Good and worthwhile post. Of course, formulating and testing a complicated DELETE or UPDATE query is ideally done on a Test or Dev server, well away from the operational system. But if you are doing it on live data, wrapping the query in a transaction with ROLLBACK while you’re working on it is a good safety net. After all, that F5 key is only an inch away.
I 100% agree that any statement you are going to run on production should have been tried on dev & test first. However when you are talking about deletes (and updates, and inserts for that matter) there is a good chance that the data is going to be different, causing potentially different results. That means that while you may have tested out your query and are certain it will work structurally you can’t be sure it will work data wise and it’s a good idea to test (yes again) with a SELECT before running in Prod.
Now you do see environments where the dev/test environments are identical to production and refreshed on a regular basis but those have issues of their own (particularly with security) and so you don’t see them too often.
Thanks for the comment! And yes, that F5 key is way to easy to hit accidentally 🙂
Another way to do this is to set it up so that ROLLBACK is a default and perform extra default logic that leaves an audit trail to look at your work. I have loads of test programs, procedures and the like for DB access and always set a “test flag” and check it. Once ready, simply comment it out and leave a note explaining how you could test it. I never remove the rollback code, I simply comment it out and leave it ready in case someone else has to work on it.

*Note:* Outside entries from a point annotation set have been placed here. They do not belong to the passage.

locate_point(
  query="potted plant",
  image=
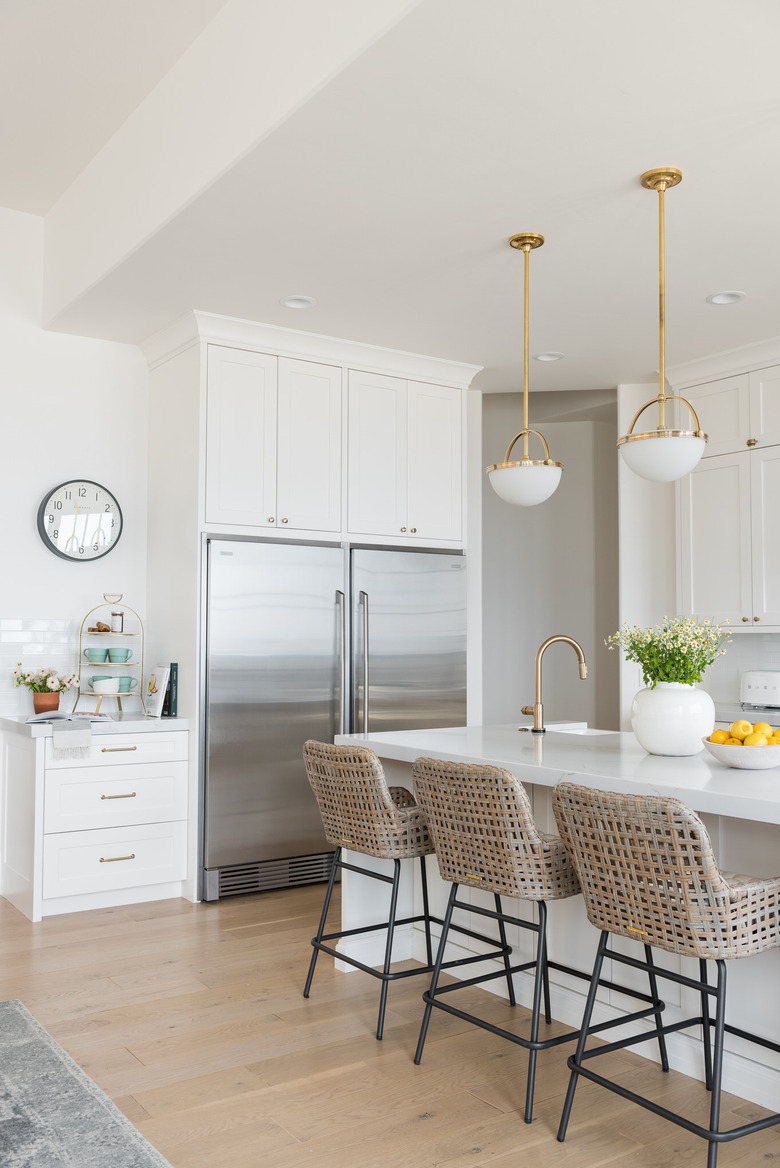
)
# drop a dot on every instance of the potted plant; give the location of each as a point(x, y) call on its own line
point(671, 715)
point(46, 686)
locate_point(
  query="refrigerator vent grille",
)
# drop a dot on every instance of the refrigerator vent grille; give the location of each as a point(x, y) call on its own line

I work as a DBA so I don’t write a LOT of code but a lot of what I do write is dangerous and used for diagnostics and troubleshooting and cannot always be tested anywhere but a production system. .
You probably aleady know this but the only thing I would warn you about is that as a DBA at least some of your commands are not going to be affected by transactions and at least in some cases you won’t even get an error.
I learned this the hard way years ago when I deleted millions of rows in a table because my WHERE clause wasn’t correct. I had to do a point-in-time restore of the database and luckily didn’t lose anything except an hour and a half of time. Since then, it’s SELECTs and BEGIN TRANSACTIONs for me!
Learning that way is one of the most painful ways to learn, but boy you don’t frequently forget.
Thank you for the posting. Your first code section reminded me of something I started doing a while back. It’s not going to work in your CTE permutations, but… I commonly add a safety to my delete scripts like this:
You have to deliberately highlight the DELETE and the rest of the query without the comment. Of course it’s not completely fool-proof, but it protects against the stray F5 and it also guarantees that your SELECT and DELETE commands are identical. Failing to highlight your WHERE clause would be painful, but that is always a theoretical risk. I am not claiming credit for it for this idea… just passing it on.
Good suggestion. Actually it will work with CTEs if you do it just slightly different. Instead of highlighting the bit you want uncomment the DELETE and comment the SELECT then run. Then as soon as you run undo 2ce to “fix” the comments back.